In this 2014 file photo, a sign beckons patrons of the 16th Street Mall to sign up for insurance through Connect for Health Colorado. (Kathryn Scott Osler/Denver Post file)

Individual health care plan premiums could increase significantly in 2017 – by as much as 40 percent for one insurer – according to preliminary requests released Monday by the Colorado Division of Insurance.

The requested rates for the small group market reflect greater stability, with mostly single-digit increases and several companies decreasing premiums.

The requests, which will be reviewed by the insurance division for compliance with state and federal requirements, would not be approved until the fall. They come at a time of particular flux in the state’s individual non-employer market, as four companies have either trimmed or eliminated plans while a new entrant, Bright Health Plans, will offer individual plans both on and off the state exchange Connect for Health Colorado.

UnitedHealthcare and Humana Insurance will not offer individual plans in 2017, while Rocky Mountain Health Plans will offer the plans only in Mesa County through Monument Health. Anthem Blue Cross and Blue Shield will not offer its PPO individual plans but will continue to offer an HMO option statewide.

The coverage changes among those four companies will impact about 92,000 people statewide, or about 20 percent of the 450,000 who buy insurance through the individual market, which is about 7.7 percent of Coloradans. They’ll need to find new options during open enrollment, which runs from Nov. 1 through Jan. 31, 2017.


“In the larger picture, what’s taking place is a market correction; the free market is at work,” said state insurance commissioner Marguerite Salazar in a statement. “And it is important to recognize that this is a market correction taking place on a national scale, not just in Colorado.”

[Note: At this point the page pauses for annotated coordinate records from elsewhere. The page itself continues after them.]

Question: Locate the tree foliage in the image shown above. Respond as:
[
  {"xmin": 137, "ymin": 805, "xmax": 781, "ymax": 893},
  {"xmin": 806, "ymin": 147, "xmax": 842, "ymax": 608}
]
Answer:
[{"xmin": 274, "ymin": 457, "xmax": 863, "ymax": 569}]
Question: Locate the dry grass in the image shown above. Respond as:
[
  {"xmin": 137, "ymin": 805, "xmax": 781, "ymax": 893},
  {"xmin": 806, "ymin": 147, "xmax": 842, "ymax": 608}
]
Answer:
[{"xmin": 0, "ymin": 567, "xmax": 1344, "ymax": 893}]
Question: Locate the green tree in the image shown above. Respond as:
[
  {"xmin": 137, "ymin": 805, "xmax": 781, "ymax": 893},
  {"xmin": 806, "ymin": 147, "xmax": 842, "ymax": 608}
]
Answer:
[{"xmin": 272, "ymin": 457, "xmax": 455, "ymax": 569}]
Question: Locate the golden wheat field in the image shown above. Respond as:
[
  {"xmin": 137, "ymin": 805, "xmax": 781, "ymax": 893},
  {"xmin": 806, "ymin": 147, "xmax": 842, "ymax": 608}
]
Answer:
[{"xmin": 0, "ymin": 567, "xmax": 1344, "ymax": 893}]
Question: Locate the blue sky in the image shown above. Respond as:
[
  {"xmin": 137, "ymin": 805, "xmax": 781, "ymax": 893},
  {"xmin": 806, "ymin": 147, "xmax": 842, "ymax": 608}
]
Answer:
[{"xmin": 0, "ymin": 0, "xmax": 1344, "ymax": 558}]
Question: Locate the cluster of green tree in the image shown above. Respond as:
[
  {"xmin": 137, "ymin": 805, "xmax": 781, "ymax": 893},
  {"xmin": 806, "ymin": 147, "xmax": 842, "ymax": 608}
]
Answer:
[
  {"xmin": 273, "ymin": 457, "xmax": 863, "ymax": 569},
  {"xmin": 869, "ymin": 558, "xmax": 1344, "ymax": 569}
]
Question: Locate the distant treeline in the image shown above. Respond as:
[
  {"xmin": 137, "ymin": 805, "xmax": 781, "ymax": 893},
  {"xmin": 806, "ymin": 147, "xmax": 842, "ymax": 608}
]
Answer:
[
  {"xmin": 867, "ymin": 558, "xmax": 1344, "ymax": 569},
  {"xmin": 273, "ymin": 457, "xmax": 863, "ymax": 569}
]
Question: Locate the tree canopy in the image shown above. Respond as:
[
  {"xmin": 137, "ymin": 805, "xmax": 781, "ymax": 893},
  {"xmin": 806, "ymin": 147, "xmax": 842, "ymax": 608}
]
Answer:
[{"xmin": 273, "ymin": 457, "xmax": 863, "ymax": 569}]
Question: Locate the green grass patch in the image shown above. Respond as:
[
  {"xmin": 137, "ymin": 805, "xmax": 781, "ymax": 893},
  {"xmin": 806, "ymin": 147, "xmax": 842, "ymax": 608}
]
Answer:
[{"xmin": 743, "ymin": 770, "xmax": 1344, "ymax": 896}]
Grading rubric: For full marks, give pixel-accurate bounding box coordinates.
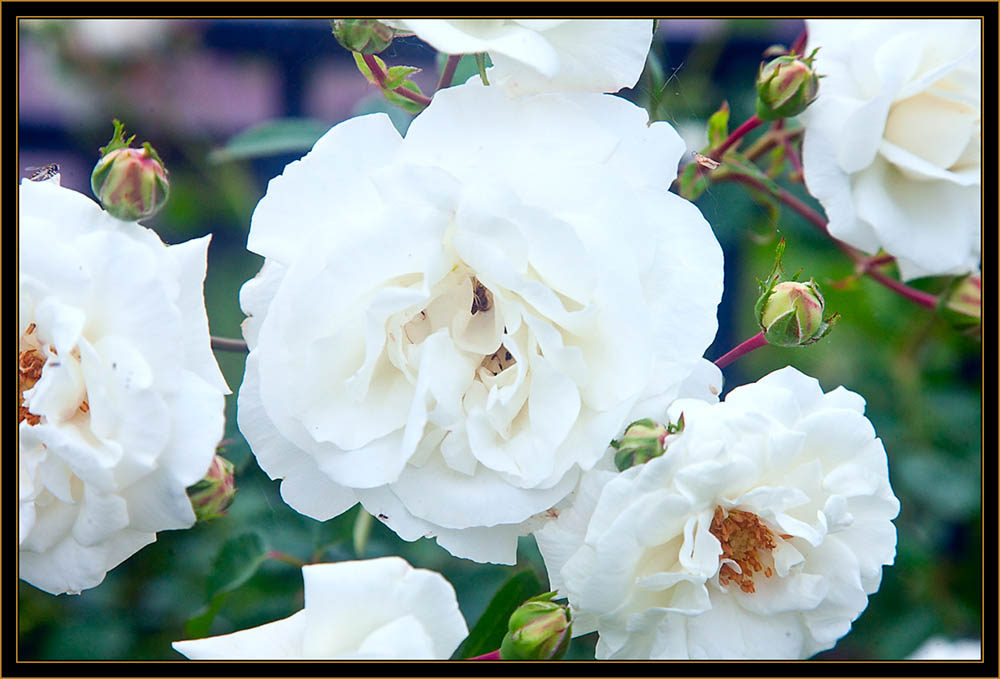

Rate increase requests for individual plans were led by a 40.6 percent hike by Golden Rule, 36.3 percent by Colorado Choice, 34.6 percent by Rocky Mountain HMO and 26.8 percent by Anthem. The lowest increase request came from Denver Health at 0.08 percent.

Among small group plans, Rocky Mountain Healthcare Options requested an 11.2 percent rate increase, but the rest of the 13 companies asked for increases in single digits or decreases, with UnitedHealthcare’s request representing a 7.7 percent decline.

More than half of Coloradans obtain health coverage through an employer.

While the requested rate increases are concerning, the insurance division review sometimes results in rates being adjusted downward, said Adam Fox, director of strategic engagement for the Colorado Consumer Health Initiative. And consumers who qualify for financial assistance could find that the subsidies absorb any rate increase.

“These rates do highlight the need to grapple with underlying health care costs and get a handle on those,” Fox said. “Health insurers can do things to control costs and we think they should arguably be doing more. But they’re not the only piece of the puzzle.”

The U.S. Department of Health & Human Service said in a statement Monday that proposed premium changes from preliminary rate filings do not capture what marketplace consumers actually pay. Last year, the average monthly premium for people with coverage getting tax credits increased $4 from $102 to $106 per month.

Colorado’s division of insurance has begun to study health care costs and the feasibility of shifting the state to a single geographic rating area, as directed by a law passed in the last legislative session.

Consumers can submit comments on the agency’s Health Insurance Filings page until July 6.

The insurance division will review and analyze the filings and notify carriers and Connect for Health Colorado of the approved plans for 2017. At that time, the division also will provide summary information and analysis regarding the carriers and plans for 2017.